The 2017 Salon du Sake accommodated 4,091 visitors over the three days of the Salon (up 16.3% from the 2016 number), who showed up to find out some 350 “nihonshu”- the true name for sake- proposed for tasting, including a number of them that are not yet available in France and elsewhere in Europe, as well some 100 other Japanese beverages (whisky, “shochu”, beer, tea, and so on).

 

The number of professional visitors also increased substantially (up (20.7 % from the 2016 level); professionals flocked to the Salon to meet with producers and importers in a very conducive setting. This outcome is a testimony of a rapidly growing number of such professionals of gastronomy (restaurant owners, chefs and wine waiters (“sommeliers”) and of fine food and beverages (wine merchants (“cavistes”)), specialized delicatessen shops and so on), with more and more of them being seduced by the unique features of “nihonshu”.

 

One of the strong points of the Salon du Sake is its capacity to offer to visitors a fairly wide range of discovery and educational activities surrounding the sake through conferences, Master classes, tasting-workshops or round tables that are open to both the general public and the professionals.

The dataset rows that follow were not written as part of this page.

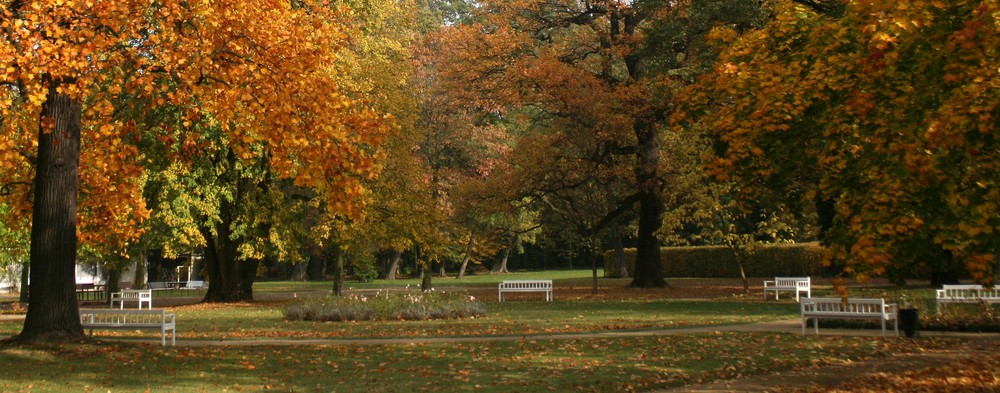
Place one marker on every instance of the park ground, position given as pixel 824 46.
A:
pixel 698 336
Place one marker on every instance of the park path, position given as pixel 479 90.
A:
pixel 975 344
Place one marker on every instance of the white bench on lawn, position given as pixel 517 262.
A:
pixel 966 293
pixel 139 296
pixel 854 308
pixel 131 320
pixel 526 286
pixel 158 285
pixel 789 284
pixel 195 285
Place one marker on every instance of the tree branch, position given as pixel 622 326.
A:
pixel 831 8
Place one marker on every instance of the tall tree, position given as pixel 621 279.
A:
pixel 260 71
pixel 884 114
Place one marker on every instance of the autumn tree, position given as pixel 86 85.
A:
pixel 882 114
pixel 256 72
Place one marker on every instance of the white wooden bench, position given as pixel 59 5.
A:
pixel 131 319
pixel 791 284
pixel 967 293
pixel 158 285
pixel 195 285
pixel 835 308
pixel 526 286
pixel 139 296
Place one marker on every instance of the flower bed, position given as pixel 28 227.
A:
pixel 386 305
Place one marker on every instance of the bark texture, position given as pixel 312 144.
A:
pixel 53 315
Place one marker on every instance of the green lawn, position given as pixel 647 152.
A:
pixel 264 320
pixel 513 364
pixel 602 365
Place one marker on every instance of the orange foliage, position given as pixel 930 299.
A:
pixel 889 111
pixel 262 71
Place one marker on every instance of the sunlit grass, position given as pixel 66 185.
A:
pixel 600 364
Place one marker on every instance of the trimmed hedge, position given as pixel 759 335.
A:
pixel 782 260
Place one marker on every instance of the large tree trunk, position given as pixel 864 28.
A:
pixel 390 272
pixel 226 277
pixel 338 272
pixel 501 265
pixel 648 271
pixel 139 275
pixel 467 257
pixel 316 267
pixel 53 314
pixel 620 268
pixel 25 272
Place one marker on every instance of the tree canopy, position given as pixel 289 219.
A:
pixel 884 115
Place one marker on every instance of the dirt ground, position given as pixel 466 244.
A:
pixel 973 366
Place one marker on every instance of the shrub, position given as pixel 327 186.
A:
pixel 386 305
pixel 983 318
pixel 803 259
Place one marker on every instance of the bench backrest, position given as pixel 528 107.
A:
pixel 128 317
pixel 526 284
pixel 135 293
pixel 853 306
pixel 792 281
pixel 157 285
pixel 965 291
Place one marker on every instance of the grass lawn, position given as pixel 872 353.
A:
pixel 515 364
pixel 602 365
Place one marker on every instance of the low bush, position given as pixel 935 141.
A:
pixel 982 317
pixel 790 260
pixel 386 305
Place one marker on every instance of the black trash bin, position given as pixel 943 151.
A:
pixel 909 321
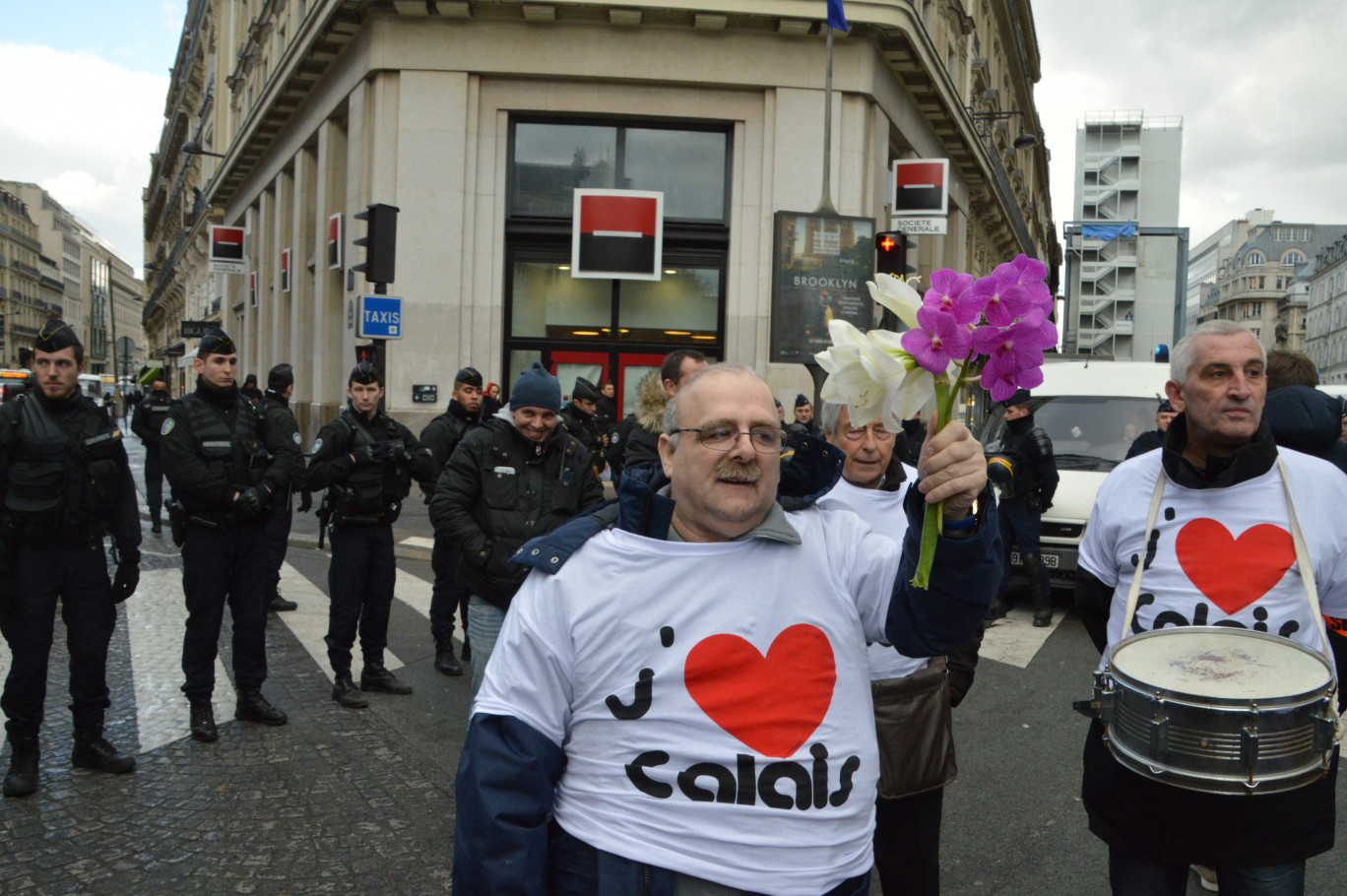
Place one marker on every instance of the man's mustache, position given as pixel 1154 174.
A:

Jacques Genin, confectioner and chocolate maker, Kei Kobayashi, Two-Star Michelin recipient, among a number of other gastronomy masters, actively led these workshops focusing on food and sake pairing; each session was sold out early, evidencing true success.

 

Another novelty of the 2017 Salon du Sake: The “Kampai Pairings”, which are “fleeting” (very short-lived) flavor tasting experiment, were tried throughout the week-end, with the participation of local small craftsmen and makers in person. These experiments included the tasting of cheese, breads, cold meats and assorted cold meats, oysters, ice creams, confectionary, all of them being offered on tasting plates, and which were very much appreciated by visitors.

 

For the first time in 2017, the Salon du Sake awarded two prizes:
the General Public Prize and the Professionals Prize.
These prizes are rewarding those sakes, which scored the highest numbers of votes from the general public and from the professionals, respectively.

 

Some 60 Japanese sake producers/makers travelled personally from Japan to attend the 4th Salon du Sake, along with their best “nihonshu” (sake), not to mention that a number of sake from the United States, Norway and Spain, and for the first time from France, also came as exhibitors.

As Sylvain Huet, organizer of the “Salon du Sake – European Fair for Sake and Japanese beverages”, underlines:
“I am very pleased to find out that as we had been proceeding from one Salon to the next, the Salon du Sake in Paris has become an inescapable, if not a “must” event for meetings and networking among all the key players in the trade in Europe as well as in Japan.”